The Royal Park Hotel is a hulking brute of a building in Los Angeles’s Westlake neighborhood, a few miles from downtown. With its chain-link barricades, its entry passage through an underground garage, and its strict security procedures for visitors, it would feel like a fortress against the squalor of its surroundings if the blight weren’t even more pronounced on the inside.
Guests at the Royal Park looking for drugs don’t even have to leave the building to find them; in fact, the motel is where people in the neighborhood come to score. “You got people who come in the front of this building at 2, 3 in the morning,” says Monica Nixon, whose family is staying at the motel. “And they’ll ask, ‘Can you go up there and get me crack? Can you go up there and get me meth?’ I call it the Twilight Zone.”
Monica and her family outside their room
Monica moved into the Royal Park Hotel in August, after being evicted from her apartment. She and her four kids—Honesty, Johnny, Steven and Savannah—live in a unit that looks to be around 150 square feet between the bedroom, the bathroom, the closet and the kitchenette. When it’s time to go to bed, Monica’s kids curl up on two mattresses. Monica sleeps on a couch donated by Savannah’s school.

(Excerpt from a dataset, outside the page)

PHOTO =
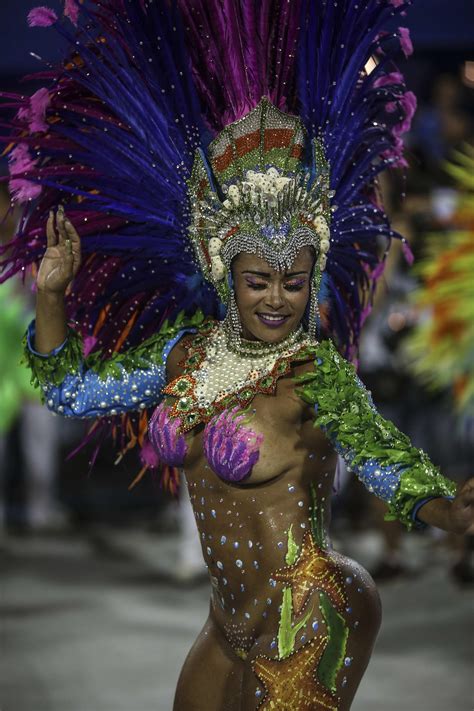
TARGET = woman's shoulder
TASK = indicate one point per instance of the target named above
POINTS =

The crowded halls of the Royal Park present dangers in their own right. On Christmas Day of last year, a fire ripped through the motel (then known as the J.J. Park, and before that the Nutel Motel: the building’s name, like its clientele, is transient). A tenant had left a hot plate unattended. Six people were injured, but that number could have been higher if residents hadn’t pulled together to help one another out of the burning building. “A lot of people here have walked a hard road,” Monica said. “But when tragedy happened, we saw the heart of those who still got heart left.”
Monica started out paying $270 a week for her room at the Royal Park, but once she became a long-term tenant, the motel manager reduced her rent to $870 per month. Even in LA’s overheated real-estate market, Monica’s rent is not cheap. But for indigent families like hers—and there are dozens of them staying in just this one motel—saving up enough cash for first, last and security on a regular apartment isn’t an option. Nor, in many cases, are a credit check, a bank statement and a list of professional references.